By Glynis Crawford Smith

The Highlander

Volunteer firefighters are serving three free community meals on Saturday, Dec. 30.

Since the Burnet County Hunger Alliance (BCHA) was formed last year, volunteers have been pleased with progress in bringing together organizations that focus on delivering food to those who need it, with one notable gap—the holidays.

Some food pantry and meal programs are interrupted to allow volunteers time with families and for travel.

A new effort to fill the gap is gaining some traction this year with the help of the volunteer fire departments in Marble Falls, Cottonwood Shores and Spicewood.

“The firefighters have come to the rescue,” said Pam Rogers, one of the BCHA volunteers. “On Dec. 30 they will serve pancake meal at three different locations.”

The Marble Falls Area Volunteer Fire Department was the first to step up, Rogers said.

The meal will be served as breakfast at the MFAVFD station, at 606 Avenue U, from 8-10 a.m.

The Spicewood Volunteer Fire Department will serve their Community Pancake Breakfast as brunch from 8 a.m.-noon at the Spicewood Community Center, 7901 County Road 404.

The Cottonwood Shores Volunteer Fire Department Community Pancake Dinner will be served 6-8 p.m. at the fire station, 610 Birch Lane.

“Marble Falls and Cottonwood Shores can use more volunteers,” said Rogers. “Just call for Cheryl at 830-953-9038 or email to join in.”

“Very few food services avail between Christmas and New Year,” said Madeleine Manigold, another volunteer from Spicewood. “We have a website, It has a calendar with information about all the places that offer food pantries and free meals, about their holiday closings and about the alliance.”

The fire department meals and other regular free meals throughout the community do more than alleviate hunger.

“People who live by themselves, elderly or not, and people who want to connect with the community come for the fellowship,” said Rogers. “We began with the idea of a holiday meal last year, with one in Burnet and one in Marble Falls and we saw right away that transportation is a problem.
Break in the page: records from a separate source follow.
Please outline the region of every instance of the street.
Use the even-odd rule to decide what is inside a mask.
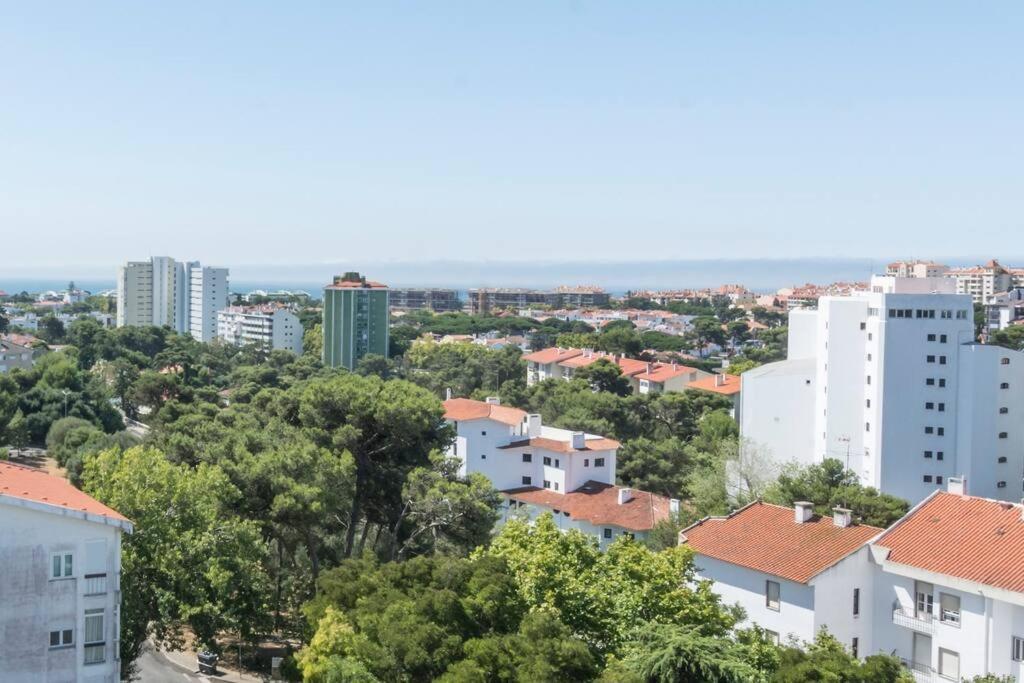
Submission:
[[[153,650],[149,643],[143,647],[142,655],[138,660],[137,681],[142,683],[181,683],[182,681],[203,681],[210,683],[206,676],[197,673],[185,673],[177,666],[171,664],[162,655]]]

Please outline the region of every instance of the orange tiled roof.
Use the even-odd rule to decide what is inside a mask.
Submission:
[[[559,453],[582,453],[583,451],[610,451],[622,445],[615,439],[609,439],[604,436],[596,439],[585,439],[583,443],[585,444],[583,448],[573,448],[571,441],[561,441],[559,439],[535,436],[531,439],[513,441],[512,443],[506,444],[505,446],[499,446],[498,448],[511,449],[532,446],[534,448],[543,448],[545,450],[557,451]]]
[[[387,289],[388,286],[382,282],[374,282],[367,280],[335,280],[329,285],[326,285],[324,289]]]
[[[723,375],[725,379],[721,380],[722,384],[718,384],[718,376],[712,375],[711,377],[702,377],[701,379],[690,382],[686,385],[687,389],[700,389],[702,391],[712,391],[716,394],[725,394],[726,396],[732,396],[740,392],[740,385],[742,380],[738,375]]]
[[[8,462],[0,462],[0,496],[128,521],[127,517],[82,493],[62,477]]]
[[[716,560],[807,583],[881,531],[862,524],[837,527],[831,517],[797,524],[794,514],[793,508],[751,503],[683,529],[680,542]]]
[[[673,365],[671,363],[651,363],[650,372],[642,372],[637,379],[646,379],[651,382],[664,382],[680,375],[689,375],[697,372],[697,368],[688,365]]]
[[[539,363],[541,365],[547,365],[548,363],[557,363],[565,360],[566,358],[575,358],[583,353],[582,349],[560,349],[557,347],[551,347],[550,349],[541,349],[540,351],[534,351],[523,356],[523,360],[531,363]]]
[[[1020,505],[939,491],[873,545],[890,562],[1024,592]]]
[[[633,489],[633,497],[619,505],[618,486],[588,481],[569,493],[558,493],[534,486],[502,491],[512,500],[568,512],[571,519],[594,525],[610,524],[630,531],[650,531],[669,518],[669,499]]]
[[[526,411],[470,398],[450,398],[444,402],[444,418],[457,422],[488,419],[515,427],[526,419]]]

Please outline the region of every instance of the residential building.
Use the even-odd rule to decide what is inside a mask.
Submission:
[[[553,290],[522,288],[481,288],[469,290],[466,312],[482,315],[530,306],[551,308],[606,308],[611,301],[599,287],[558,287]]]
[[[911,502],[958,476],[1019,499],[1024,354],[975,343],[971,299],[954,288],[876,276],[871,291],[791,312],[787,360],[744,373],[742,436],[778,463],[839,458]]]
[[[388,299],[393,311],[448,313],[462,310],[462,300],[454,289],[395,287],[391,288]]]
[[[15,368],[28,369],[33,366],[34,351],[27,346],[0,339],[0,374]]]
[[[345,273],[324,287],[324,365],[352,370],[368,353],[388,355],[388,287]]]
[[[894,261],[890,263],[885,274],[893,277],[944,277],[949,272],[949,266],[936,263],[935,261]]]
[[[448,455],[463,475],[479,472],[501,491],[503,520],[551,513],[559,528],[604,548],[624,534],[644,537],[679,509],[677,500],[615,485],[614,439],[546,427],[497,398],[449,398],[444,409],[456,433]]]
[[[189,332],[196,341],[217,336],[217,312],[228,305],[228,269],[204,267],[198,261],[185,264],[189,283]]]
[[[712,376],[709,372],[676,363],[635,360],[593,349],[552,347],[523,356],[526,361],[526,384],[533,386],[546,379],[570,380],[579,368],[602,359],[619,366],[619,371],[629,380],[634,394],[682,391],[690,382]]]
[[[760,501],[708,517],[679,534],[701,578],[748,624],[776,642],[812,641],[827,628],[859,655],[871,654],[871,567],[866,543],[882,530],[855,524],[849,510],[814,514]]]
[[[639,393],[660,394],[665,391],[684,391],[700,378],[711,377],[703,370],[677,363],[647,363],[643,372],[636,376]]]
[[[302,323],[285,306],[230,306],[217,312],[217,337],[228,344],[256,344],[302,355]]]
[[[0,677],[120,680],[121,534],[63,477],[0,462]]]
[[[743,386],[743,379],[739,375],[729,375],[722,372],[714,375],[703,373],[703,375],[703,377],[688,383],[685,387],[686,391],[707,391],[728,398],[732,401],[730,414],[739,422],[742,406],[740,400],[742,392],[740,390]]]
[[[989,332],[1005,330],[1024,321],[1024,287],[1014,287],[985,299],[985,328]]]
[[[117,274],[117,326],[156,325],[210,341],[228,304],[227,268],[168,256],[129,261]]]
[[[1013,286],[1014,277],[999,261],[992,259],[983,266],[953,268],[947,274],[956,282],[957,294],[967,294],[976,304],[1005,292]]]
We hope this new model of having meals in a neighborhood, in a safe place like a fire department will be close enough for some to walk. Besides, the fire departments are always fun.”

But delivering food to the hungry is still the main focus.

“A significant number of children—up to 60 percent in Burnet County—qualify for breakfast and lunch at school,” noted Rogers. “That is interrupted during the holidays as well.”

“A term we have all learned is 'food insecure,'” said Rogers. “While adults may have money to buy something for the children, they may not have money to put food on table for themselves, or maybe enough for five days a week but not the other two. They may be relying on fast food meals that are not as nutritious as meals from pantry foods.”

The groups estimates that more than 6,500 residents in Burnet County—about 15 percent of the total local population falls into that food insecure category. More than half of those earn too much money to qualify for food stanps and a third are ineligible for most federal nutrition programs.

The BCHA meets once a month and, beginning in January, they will meet for six months in Burnet and six months in Marble Falls. The work includes coordinating among various food sources to find and distribute surplus where it is needed, maintaining the up to date website.

“Anyone interested in attending can leave a message on our webpage and we will get back to them,” noted Rogers. “We are open to the public would love to have more business members and community volunteers.”

“Simply raising awareness of hunger is one of our primary goals,” said Manigold. “We welcome questions and we have been pleased at the range of people who are responding to volunteer.”